Star Wars Andor: Episode 10 ‘One Way Out’ Spoiler Review – ScreenHub Entertainment

Andor’s back with its tenth episode, which culminates the prison arc in a big way. It was full of action, character and growth and certainly a joy to watch, but I don’t think it reached the same heights as episode six. But that’s okay, it’s not like this episode was bad. Far from it, it was quite excellent in fact, one of the best, and here’s why.

One Way Out picks up moments after last week’s episode with Andor and Kino making their way back to the bunks. Casting Andy Serkis in the role of Kino was one of the best moves that this production has made, as Serkis brings a force and a vulnerability to the character that’s infectious to watch. Kino is clearly shaken about what’s happened and seems lost in these opening scenes. It’s not until he’s slept on it that he fully commits to the plan, taking charge of the situation. It may be Cassian’s idea, but he knows that the inmates will only follow an authority figure like Kino, rather than a newcomer like himself. Despite not taking on a leadership role, this decision to not only orchestrate the plan but to also pass the role of inspiring leader to someone else shows tremendous growth and, ironically, leadership skills from Andor. This is definitely Diego Luna’s best acting as Andor to date, but this episode belongs to Andy Serkis and I would argue that his acting is some of the best of the year and worthy of a best-supporting actor nomination at the very least, if not the win.

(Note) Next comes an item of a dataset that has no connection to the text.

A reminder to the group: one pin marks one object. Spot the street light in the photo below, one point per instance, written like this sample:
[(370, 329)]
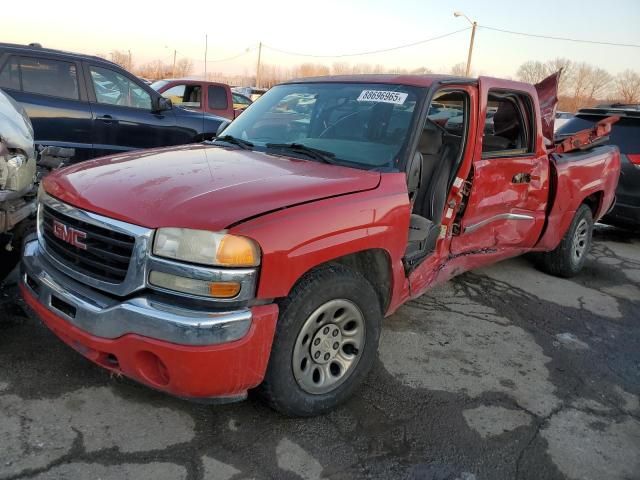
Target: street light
[(473, 34), (173, 71)]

[Credit: Lucasfilm/Disney+]

The tension during the breakout scene was great, especially when Andor was cutting the pipe. The timing of the elevator, the music, the coordination, it was all very suspenseful and captivating. Kino’s rousing speech to the inmates, which pulled some words that Andor spoke to him earlier on, was full of hope, not anger and it got the inmates to the exit en masse. Despite all this, the prison is an island of sorts and Kino reveals he can’t swim. I love that the episode doesn’t make a big deal of this revelation. He’ll likely die or suffer torture from the Imperials but as he said during the morning speech in the bunks, he’s accepted that he’s dead already. It was honestly so tragic to see him just stand there, hopelessly declaring that he can’t swim before Andor gets pushed into the water by the mob.

[Credit: Lucasfilm/Disney+]

Despite all this, there were plenty of brief yet pivotal moments in the other plotlines. Mon Mothma meets with the Chandrillian underworld figure Davo Sculdun, who is more than okay with moving Mon’s “charity” money around for her. But not at a financial cost. In a move that would be right at home in Game of Thrones, Davos proposes that his fourteen-year-old son get married to Mon’s thirteen-year-old daughter. It’s a move that’s clearly a power grab, to move Davos is clearly intent on moving up the social ladder. Despite Mon’s forwardness and blunt honesty, he observes that Mon not considering the idea at all is the first lie she told during their meeting, meaning Mon is likely actually considering pawning her daughter off to finance the Rebellion. Goodness, this show. That was probably the first time Star Wars has made me squirm.

[Credit: Lucasfilm/Disney+]

Elsewhere, Luthen gets a brief but pivotal scene with none other than Lonni. You may be asking, whose Lonni again? And that’s kind of the point. He’s a side character at the ISB and he’s also a mole. Didn’t see that coming and it’s great that they made his character so unassuming. There was a great moment where Lonni reveals an ISB plan about a ship and the fate of the crew and Luthen states that those fifty crewmates will have to die in order to keep Lonni’s cover intact. It reminded me of The Imitation Game, where the English had to let ships sink in order to ensure the Germans didn’t learn that they cracked Enigma. Lonni, frustrated by his lot in life, tells Luthen he wants out as he’s sacrificed enough. Luthen goes into this fantastic speech about everything he’s already given up and how he won’t get to see the fruit of his labours as he’s already dead (echoing Kino). Luthen is the kind of man whose willing to use anyone and let any number of people to the slaughter if it means his vision of the future gets realized. This radical thinking makes him quite dangerous and I’m sure he’ll be painted as a villain down the line, despite being on the side of the Rebellion. Him being cloaked in a black robe certainly reinforces this concept that Luten is not to be trusted.

[Credit: Lucasfilm/Disney+]

That’s what Andor’s been doing so well though. For the longest time, it’s been the Light Side and the Dark Side. This show is about the muddled dirty grey zone. To create the Alliance, some shady people did a lot of shady things, morally bankrupt actions all in the name of good. Mon Mothma is the only character who was morally pure, punctuated by her white wardrobe, but the prospect of using her child as a bargaining chip proves that even the purest of souls can’t remain clean in a war like this. Andor is a show that often gets called slow or boring, but the writing and acting alone make Andor prestige television that’s unlike anything Lucasfilm has done before.